Prezydent Juszczenko zagroził w sobotę rozwiązaniem parlamentu i rozpisaniem przedterminowych wyborów, jeśli prorosyjska koalicja rządząca nie przestanie łamać prawa. Ostateczną decyzję ma podjąć dzisiaj.
Z kolei świeżo wybrany - również w sobotę - przywódca Sojuszu Ludowego Nasza Ukraina Wiaczesław Kyrylenko oświadczył z trybuny, że jeżeli teraz nie zostanie rozwiązana Rada Najwyższa na czele z rządzącą Partią Regionów Ukrainy (PRU), to następnych wyborów parlamentarnych w 2011 roku może już nie być, gdyż "mistrzowie fałszerstw wyborczych" z PRU, gdy totalnie zdobędą władzę, "wygrają" we wszystkich obwodach Ukrainy z wynikami ponad 100 procent. Kyrylenko wyraził pewność, że prezydent Juszczenko swoim dekretem niebawem rozpisze nowe wybory parlamentarne.

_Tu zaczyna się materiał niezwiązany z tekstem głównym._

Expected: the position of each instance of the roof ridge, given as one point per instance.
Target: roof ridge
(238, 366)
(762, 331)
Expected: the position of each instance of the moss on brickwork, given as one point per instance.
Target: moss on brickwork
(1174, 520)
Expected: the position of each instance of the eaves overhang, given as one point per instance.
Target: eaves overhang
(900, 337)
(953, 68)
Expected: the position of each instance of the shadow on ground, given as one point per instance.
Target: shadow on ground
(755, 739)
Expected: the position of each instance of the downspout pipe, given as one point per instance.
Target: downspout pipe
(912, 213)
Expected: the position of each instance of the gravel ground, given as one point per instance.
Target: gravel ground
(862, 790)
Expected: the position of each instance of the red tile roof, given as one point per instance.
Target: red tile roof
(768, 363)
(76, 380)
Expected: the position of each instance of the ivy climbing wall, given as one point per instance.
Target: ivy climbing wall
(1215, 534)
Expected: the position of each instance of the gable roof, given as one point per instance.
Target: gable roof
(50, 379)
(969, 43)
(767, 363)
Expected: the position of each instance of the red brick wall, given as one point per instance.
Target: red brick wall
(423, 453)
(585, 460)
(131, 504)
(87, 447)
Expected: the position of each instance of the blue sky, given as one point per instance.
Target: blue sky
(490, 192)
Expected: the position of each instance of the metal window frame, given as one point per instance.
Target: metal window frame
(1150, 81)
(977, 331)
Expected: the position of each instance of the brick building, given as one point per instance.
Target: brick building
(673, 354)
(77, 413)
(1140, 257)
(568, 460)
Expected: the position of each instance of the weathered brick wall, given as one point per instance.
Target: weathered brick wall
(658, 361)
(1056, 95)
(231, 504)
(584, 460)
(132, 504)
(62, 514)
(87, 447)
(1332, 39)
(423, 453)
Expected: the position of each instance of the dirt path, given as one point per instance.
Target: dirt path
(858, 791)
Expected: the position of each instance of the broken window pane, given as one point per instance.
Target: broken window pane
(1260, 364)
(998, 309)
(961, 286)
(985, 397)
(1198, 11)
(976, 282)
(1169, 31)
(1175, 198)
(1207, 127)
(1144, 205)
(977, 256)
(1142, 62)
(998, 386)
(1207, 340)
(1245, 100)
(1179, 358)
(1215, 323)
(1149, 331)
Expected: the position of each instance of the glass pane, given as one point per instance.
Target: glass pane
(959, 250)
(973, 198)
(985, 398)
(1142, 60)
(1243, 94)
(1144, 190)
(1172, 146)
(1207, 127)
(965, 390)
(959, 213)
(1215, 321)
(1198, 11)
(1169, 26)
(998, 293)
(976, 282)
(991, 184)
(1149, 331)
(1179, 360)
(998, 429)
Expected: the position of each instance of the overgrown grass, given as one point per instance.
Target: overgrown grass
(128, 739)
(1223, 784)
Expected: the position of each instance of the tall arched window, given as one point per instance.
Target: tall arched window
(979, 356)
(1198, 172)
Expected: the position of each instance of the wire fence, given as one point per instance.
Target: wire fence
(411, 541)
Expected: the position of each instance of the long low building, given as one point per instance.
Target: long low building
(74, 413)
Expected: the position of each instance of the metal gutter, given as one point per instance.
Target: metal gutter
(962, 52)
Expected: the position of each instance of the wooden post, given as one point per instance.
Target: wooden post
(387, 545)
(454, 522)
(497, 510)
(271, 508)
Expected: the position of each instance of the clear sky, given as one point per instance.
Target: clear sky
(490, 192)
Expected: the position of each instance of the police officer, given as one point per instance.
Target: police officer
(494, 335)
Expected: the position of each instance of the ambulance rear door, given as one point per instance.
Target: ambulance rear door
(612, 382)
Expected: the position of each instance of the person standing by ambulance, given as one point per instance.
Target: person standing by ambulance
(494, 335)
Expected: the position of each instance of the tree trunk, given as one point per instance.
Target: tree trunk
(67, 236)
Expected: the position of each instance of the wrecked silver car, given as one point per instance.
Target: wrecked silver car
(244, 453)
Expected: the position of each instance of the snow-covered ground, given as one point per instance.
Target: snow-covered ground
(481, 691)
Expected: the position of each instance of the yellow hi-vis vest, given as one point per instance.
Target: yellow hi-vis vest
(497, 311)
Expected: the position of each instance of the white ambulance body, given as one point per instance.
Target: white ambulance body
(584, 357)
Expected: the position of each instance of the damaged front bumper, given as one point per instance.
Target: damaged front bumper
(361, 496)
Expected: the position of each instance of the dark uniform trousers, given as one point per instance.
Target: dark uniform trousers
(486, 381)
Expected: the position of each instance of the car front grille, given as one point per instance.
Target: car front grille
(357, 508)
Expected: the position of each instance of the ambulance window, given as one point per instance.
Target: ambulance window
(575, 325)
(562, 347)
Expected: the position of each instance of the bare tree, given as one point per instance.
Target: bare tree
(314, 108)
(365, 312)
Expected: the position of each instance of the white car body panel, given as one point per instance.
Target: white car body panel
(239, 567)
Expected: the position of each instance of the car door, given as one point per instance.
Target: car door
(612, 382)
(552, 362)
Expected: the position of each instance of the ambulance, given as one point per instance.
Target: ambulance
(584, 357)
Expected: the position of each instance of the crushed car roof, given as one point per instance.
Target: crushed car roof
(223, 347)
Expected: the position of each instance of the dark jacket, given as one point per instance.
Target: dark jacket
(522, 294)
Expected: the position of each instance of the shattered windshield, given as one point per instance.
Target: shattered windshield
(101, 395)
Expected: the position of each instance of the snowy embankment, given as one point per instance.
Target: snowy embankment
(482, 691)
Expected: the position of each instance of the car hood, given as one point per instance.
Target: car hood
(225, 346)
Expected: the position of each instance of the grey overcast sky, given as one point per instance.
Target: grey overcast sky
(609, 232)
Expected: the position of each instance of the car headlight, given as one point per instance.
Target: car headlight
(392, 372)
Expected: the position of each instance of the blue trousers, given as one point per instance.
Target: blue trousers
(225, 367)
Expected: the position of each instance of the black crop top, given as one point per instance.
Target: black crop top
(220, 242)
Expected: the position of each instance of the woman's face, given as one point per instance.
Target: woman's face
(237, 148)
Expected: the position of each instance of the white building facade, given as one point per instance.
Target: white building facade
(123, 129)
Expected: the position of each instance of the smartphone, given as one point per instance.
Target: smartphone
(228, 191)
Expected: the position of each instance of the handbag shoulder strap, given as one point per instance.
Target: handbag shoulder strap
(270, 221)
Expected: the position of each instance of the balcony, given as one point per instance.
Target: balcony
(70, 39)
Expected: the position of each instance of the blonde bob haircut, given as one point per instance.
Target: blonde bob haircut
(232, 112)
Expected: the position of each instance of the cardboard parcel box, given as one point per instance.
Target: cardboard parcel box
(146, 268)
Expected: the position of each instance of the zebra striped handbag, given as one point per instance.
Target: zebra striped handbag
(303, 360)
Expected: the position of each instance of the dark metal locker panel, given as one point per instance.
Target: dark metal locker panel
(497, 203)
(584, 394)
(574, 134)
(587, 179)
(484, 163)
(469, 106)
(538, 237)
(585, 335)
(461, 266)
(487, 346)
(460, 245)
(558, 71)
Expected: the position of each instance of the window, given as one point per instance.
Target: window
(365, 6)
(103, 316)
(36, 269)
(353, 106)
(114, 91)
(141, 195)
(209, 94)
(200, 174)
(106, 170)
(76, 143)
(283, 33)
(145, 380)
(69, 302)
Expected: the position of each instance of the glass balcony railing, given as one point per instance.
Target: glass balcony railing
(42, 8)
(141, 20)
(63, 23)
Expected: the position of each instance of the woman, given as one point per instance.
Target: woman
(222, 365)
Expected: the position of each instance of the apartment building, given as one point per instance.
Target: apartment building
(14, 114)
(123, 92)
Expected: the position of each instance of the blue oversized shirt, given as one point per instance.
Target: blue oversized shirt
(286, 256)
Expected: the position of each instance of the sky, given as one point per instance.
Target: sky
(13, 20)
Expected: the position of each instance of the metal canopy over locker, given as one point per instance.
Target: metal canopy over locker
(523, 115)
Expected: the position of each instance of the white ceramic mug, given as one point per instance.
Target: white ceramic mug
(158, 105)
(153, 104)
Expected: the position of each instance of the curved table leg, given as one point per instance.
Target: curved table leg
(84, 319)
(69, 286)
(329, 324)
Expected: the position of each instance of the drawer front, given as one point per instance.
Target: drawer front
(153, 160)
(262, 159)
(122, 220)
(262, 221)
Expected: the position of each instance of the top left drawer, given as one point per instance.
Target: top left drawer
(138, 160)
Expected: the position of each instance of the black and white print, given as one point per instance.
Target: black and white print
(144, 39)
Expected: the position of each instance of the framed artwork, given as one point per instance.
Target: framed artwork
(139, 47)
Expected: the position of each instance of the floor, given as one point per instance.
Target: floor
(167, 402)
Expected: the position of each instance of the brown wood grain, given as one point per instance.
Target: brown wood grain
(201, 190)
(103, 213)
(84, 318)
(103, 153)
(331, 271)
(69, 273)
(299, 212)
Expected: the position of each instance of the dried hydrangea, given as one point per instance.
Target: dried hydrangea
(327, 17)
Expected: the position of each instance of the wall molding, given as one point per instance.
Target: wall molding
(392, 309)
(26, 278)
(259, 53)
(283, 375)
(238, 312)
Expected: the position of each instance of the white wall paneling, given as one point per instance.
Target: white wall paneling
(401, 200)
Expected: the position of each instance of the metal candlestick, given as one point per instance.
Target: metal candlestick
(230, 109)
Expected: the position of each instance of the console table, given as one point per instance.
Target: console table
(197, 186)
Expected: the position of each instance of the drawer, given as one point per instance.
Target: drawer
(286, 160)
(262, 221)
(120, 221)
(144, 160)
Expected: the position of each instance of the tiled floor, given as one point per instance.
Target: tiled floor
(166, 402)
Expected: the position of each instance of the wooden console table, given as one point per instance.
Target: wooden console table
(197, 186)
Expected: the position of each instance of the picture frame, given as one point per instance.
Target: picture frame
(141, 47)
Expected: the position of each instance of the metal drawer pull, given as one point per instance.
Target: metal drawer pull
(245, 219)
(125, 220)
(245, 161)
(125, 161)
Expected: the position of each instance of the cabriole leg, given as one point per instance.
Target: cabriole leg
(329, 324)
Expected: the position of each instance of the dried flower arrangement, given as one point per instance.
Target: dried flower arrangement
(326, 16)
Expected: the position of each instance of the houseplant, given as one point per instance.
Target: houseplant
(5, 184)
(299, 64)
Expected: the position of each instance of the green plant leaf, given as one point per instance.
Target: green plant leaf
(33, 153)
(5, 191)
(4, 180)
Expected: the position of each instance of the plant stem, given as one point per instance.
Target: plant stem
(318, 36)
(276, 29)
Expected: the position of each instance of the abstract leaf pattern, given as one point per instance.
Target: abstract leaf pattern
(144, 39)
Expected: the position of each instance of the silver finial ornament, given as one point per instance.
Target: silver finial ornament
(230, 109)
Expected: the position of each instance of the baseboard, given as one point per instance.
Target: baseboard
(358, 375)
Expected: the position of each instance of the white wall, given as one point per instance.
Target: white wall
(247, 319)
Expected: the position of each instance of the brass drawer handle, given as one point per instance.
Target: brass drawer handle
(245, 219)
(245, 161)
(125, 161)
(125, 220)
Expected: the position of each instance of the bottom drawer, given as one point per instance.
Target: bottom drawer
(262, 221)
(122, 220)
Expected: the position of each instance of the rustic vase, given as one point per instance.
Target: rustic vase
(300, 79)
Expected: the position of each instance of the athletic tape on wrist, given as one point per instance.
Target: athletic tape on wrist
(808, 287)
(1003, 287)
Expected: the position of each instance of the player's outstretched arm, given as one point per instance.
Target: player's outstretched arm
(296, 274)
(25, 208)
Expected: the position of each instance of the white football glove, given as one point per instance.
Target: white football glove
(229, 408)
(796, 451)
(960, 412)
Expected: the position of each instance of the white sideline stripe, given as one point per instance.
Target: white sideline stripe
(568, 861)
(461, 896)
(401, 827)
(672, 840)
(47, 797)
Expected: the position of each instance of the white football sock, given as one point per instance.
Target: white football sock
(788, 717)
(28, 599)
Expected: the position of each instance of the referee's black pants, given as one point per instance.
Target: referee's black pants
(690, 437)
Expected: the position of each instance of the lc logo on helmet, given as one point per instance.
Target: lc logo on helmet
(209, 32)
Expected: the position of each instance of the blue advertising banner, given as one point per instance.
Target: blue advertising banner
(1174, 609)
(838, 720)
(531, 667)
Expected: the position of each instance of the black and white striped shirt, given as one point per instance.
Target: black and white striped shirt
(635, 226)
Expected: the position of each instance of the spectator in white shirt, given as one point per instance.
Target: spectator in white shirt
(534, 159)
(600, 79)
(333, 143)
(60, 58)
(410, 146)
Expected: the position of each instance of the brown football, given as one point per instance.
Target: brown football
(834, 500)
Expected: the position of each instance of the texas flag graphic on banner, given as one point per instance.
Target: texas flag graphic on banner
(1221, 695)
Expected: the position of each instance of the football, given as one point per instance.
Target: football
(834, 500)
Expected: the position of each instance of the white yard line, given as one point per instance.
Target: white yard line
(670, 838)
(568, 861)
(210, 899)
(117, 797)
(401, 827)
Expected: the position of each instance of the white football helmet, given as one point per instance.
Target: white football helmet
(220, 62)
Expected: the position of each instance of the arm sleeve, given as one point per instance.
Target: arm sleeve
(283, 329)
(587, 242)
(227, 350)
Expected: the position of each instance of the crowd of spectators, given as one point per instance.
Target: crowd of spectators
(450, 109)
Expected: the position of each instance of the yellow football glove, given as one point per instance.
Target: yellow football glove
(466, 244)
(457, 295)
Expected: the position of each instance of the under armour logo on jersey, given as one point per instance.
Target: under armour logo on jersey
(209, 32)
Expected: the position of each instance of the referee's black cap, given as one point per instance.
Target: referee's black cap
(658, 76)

Zwolennicy koalicji rządowej PRU, socjalistów i komunistów w tym samym dniu przy placu Europejskim w Kijowie demonstrowali z kolei swoje wsparcie dla obecnej władzy. Premier Wiktor Janukowycz apelował do ponad 30 tys. manifestantów o zjednoczenie. Lider PRU zaznaczył, że jego opcja polityczna nie boi się żadnych gróźb, które łamią konstytucję. - Jeśli prezydent głosi zasady demokracji i według nich działa, to powinien znać podstawy ich funkcjonowania - wybór ukraińskiego narodu nie zależy od tego, jaki jest punkt widzenia prezydenta - tłumaczył Janukowycz. Jego zwolennicy rozbili namioty w śródmieściu, w których zamierzają mieszkać, by wspierać jego rząd. Wczoraj po południu stało tam już 230 namiotów, w których obozowało ok. 500-600 osób.
Politolog ukraiński Ołeksandr Majstrenko, komentując dla "Naszego Dziennika" tę próbę sił opozycji i władzy w centrum Kijowa, ocenił, że "historia, jeżeli się powtarza, to często jako farsa". Po tym, jak "pomarańczowi", gdy doszli do władzy, nie spełnili obietnic swojej rewolucji, trudno ponownie oczekiwać, że społeczeństwo po raz kolejny im zaufa - podkreśla.